Nel ringraziare quanti hanno permesso l’accesso alle fonti documentarie, persone fisiche ed istituzioni, archivi e biblioteche romane e triestine, Marina Silvestri curatrice di Linuccia Saba e il cinema, un sogno negato, getta un ponte tra le due città, una delle capitali mondiali del cinema e Trieste, da sempre appassionatamente cinefila. Non è un caso che proprio la città di san Giusto abbia dato i natali a critici quali Callisto Cosulich e Tullio Kezich, e a un regista della statura di Franco Giraldi. Intorno agli anni Dieci del secolo scorso, a Trieste esistevano 21 sale cinematografiche, frequentate da circa diecimila persone al giorno, di ogni estrazione sociale. Dato strabiliante che attesta non solo la floridezza economica, ma il carattere leggero ed epicureo di questo popolo al confine tra est e ovest europeo. Ma il cinema è anche testimonianza e verità, sogno, immaginazione, affondo nei territori in ombra della psiche e loro illuminazione in una parete che diviene tutto.

Un libro affascinante e intrigante: cosa ha a che fare Linuccia Saba con ciò? Moltissimo. E altre domande sorgono conseguenti al titolo: un sogno negato. Perchè negato a una donna? Perché negato a questa particolare donna? Un’altra artista triestina, Anna Gruber, dopo essersi diplomata presso il Centro Sperimentale di Cinematografia a Roma, lavorò con numerosi registi prestigiosi come segretaria di edizione e aiuto regista, per poi ritornare a Trieste e fondare la Scuola dell’Attore ispirata al metodo Stanislavskij. Proprio tra le carte di Anna custodite nel Fondo Benco-Gruber presso la Biblioteca Civica triestina Marina Silvestri ha ritrovato casualmente due soggetti di Linuccia, ora ‘sottratti all’oblio’ e pubblicati in questo saggio. Essere donna ed esprimere la propria creatività è ancora sempre un’impresa e fatica doppia rispetto a quella sopportata da un uomo. Ne dà conto una lettera di Anita Pittoni indirizzata a Linuccia in data 9 giugno 1962: «Io ho sgobbato tutta la vita come un facchino, […] e mi trovo alla mia età senza posizione, senza un paravento, né la stima che tutti mi cantano di avere per me».

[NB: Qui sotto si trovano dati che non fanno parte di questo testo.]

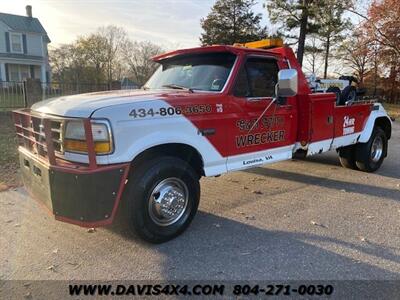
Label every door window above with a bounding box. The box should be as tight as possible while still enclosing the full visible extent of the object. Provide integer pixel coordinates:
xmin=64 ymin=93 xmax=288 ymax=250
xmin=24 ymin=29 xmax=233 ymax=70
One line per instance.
xmin=234 ymin=57 xmax=279 ymax=98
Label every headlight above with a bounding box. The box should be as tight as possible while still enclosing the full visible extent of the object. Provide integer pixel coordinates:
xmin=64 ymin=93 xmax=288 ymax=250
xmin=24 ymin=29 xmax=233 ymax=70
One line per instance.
xmin=63 ymin=121 xmax=113 ymax=154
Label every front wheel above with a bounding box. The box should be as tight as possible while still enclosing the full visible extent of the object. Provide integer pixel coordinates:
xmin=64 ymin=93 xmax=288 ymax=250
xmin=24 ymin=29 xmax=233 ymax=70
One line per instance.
xmin=356 ymin=127 xmax=388 ymax=172
xmin=125 ymin=157 xmax=200 ymax=243
xmin=338 ymin=145 xmax=357 ymax=170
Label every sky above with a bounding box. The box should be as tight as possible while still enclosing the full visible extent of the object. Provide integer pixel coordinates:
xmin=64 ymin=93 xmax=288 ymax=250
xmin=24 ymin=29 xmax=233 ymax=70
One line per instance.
xmin=0 ymin=0 xmax=371 ymax=77
xmin=0 ymin=0 xmax=267 ymax=49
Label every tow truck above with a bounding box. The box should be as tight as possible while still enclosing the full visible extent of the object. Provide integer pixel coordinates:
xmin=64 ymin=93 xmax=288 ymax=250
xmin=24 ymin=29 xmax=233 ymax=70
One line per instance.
xmin=14 ymin=39 xmax=392 ymax=243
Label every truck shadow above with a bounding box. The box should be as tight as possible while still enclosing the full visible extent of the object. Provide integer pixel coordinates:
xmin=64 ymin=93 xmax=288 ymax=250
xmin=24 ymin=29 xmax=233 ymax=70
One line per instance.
xmin=107 ymin=212 xmax=400 ymax=280
xmin=243 ymin=168 xmax=400 ymax=201
xmin=302 ymin=152 xmax=400 ymax=179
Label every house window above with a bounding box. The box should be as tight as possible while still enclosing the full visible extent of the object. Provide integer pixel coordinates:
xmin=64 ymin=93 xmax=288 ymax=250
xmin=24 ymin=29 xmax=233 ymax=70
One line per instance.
xmin=19 ymin=65 xmax=30 ymax=80
xmin=10 ymin=33 xmax=22 ymax=53
xmin=8 ymin=65 xmax=20 ymax=81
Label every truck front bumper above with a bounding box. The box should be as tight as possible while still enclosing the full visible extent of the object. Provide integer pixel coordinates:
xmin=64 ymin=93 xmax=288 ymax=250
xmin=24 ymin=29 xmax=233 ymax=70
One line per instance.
xmin=19 ymin=147 xmax=130 ymax=227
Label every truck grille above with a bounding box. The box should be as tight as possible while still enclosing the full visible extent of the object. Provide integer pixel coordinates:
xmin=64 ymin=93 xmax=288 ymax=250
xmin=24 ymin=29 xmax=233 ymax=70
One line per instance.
xmin=13 ymin=108 xmax=98 ymax=171
xmin=14 ymin=113 xmax=63 ymax=159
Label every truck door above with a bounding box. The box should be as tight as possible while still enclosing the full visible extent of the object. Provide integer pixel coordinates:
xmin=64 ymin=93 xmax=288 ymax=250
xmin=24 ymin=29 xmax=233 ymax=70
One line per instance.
xmin=227 ymin=56 xmax=297 ymax=171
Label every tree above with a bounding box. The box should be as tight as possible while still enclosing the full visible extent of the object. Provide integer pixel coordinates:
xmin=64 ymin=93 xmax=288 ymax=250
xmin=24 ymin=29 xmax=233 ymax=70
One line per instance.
xmin=123 ymin=41 xmax=164 ymax=85
xmin=98 ymin=25 xmax=127 ymax=84
xmin=76 ymin=34 xmax=107 ymax=84
xmin=265 ymin=0 xmax=320 ymax=65
xmin=315 ymin=0 xmax=352 ymax=78
xmin=200 ymin=0 xmax=267 ymax=45
xmin=338 ymin=28 xmax=373 ymax=85
xmin=303 ymin=35 xmax=323 ymax=74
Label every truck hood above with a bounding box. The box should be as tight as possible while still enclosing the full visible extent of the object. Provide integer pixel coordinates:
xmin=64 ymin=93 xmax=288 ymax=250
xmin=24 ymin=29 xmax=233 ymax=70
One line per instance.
xmin=31 ymin=90 xmax=188 ymax=118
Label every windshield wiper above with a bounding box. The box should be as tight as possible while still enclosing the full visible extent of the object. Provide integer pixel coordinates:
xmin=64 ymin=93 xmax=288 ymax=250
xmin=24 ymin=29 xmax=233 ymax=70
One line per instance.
xmin=162 ymin=84 xmax=193 ymax=93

Linuccia fin dall’adolescenza respira il cinema tramite lo zio Enrico Wölfler fratello di sua madre, imprenditore e gestore di sale cinematografiche. Lo stesso Saba preparava recensioni ai film proiettati al cinema Italia del cognato, su volantini purtroppo perduti. Linuccia è una splendida adolescente dalla figura minuta ed elegante con gli «occhi di cielo» evocati dal padre, occhi grandi leggermente sporgenti, rinascimentali, parlanti, capaci di esprimere tutto l’empito del cuore e di confortare «anime perdenti», come ebbe a scrivere di lei Sergio Miniussi. Tenera Linuccia e pure donna intelligente, testarda e determinata, volitiva, ma non fino al punto da sganciarsi completamente dalla pesante influenza del genio paterno che l’avrebbe voluta tutta per sé, rinchiusa fra le mura domestiche. Ai vari pretendenti della figlia, Saba con sguardo gelido e mentalità dominante patriarcale domandava «Quanto vale la Linuccia?» Un’impostazione contrattuale degli affetti e dell’amore, la sua, spiegabile alla luce delle teorie psicanalitiche freudiane che creano un’equazione simbolica tra denaro e amore, ben conosciuta dal poeta, con scarsi e quasi nulli risultati, perlomeno in famiglia. Linuccia assume su di sé il «doloroso amore», gli ossimori e le aporie di Saba non soltanto letterarie. Saba l’amava fortemente, con una passione edipica mai risolta, impedendole il matrimonio, tanto che Linuccia e Lionello Zorn Giorni (anche lui sceneggiatore e pittore) dovettero sposarsi segretamente. Sceneggiata penosa, questa, degna di un film.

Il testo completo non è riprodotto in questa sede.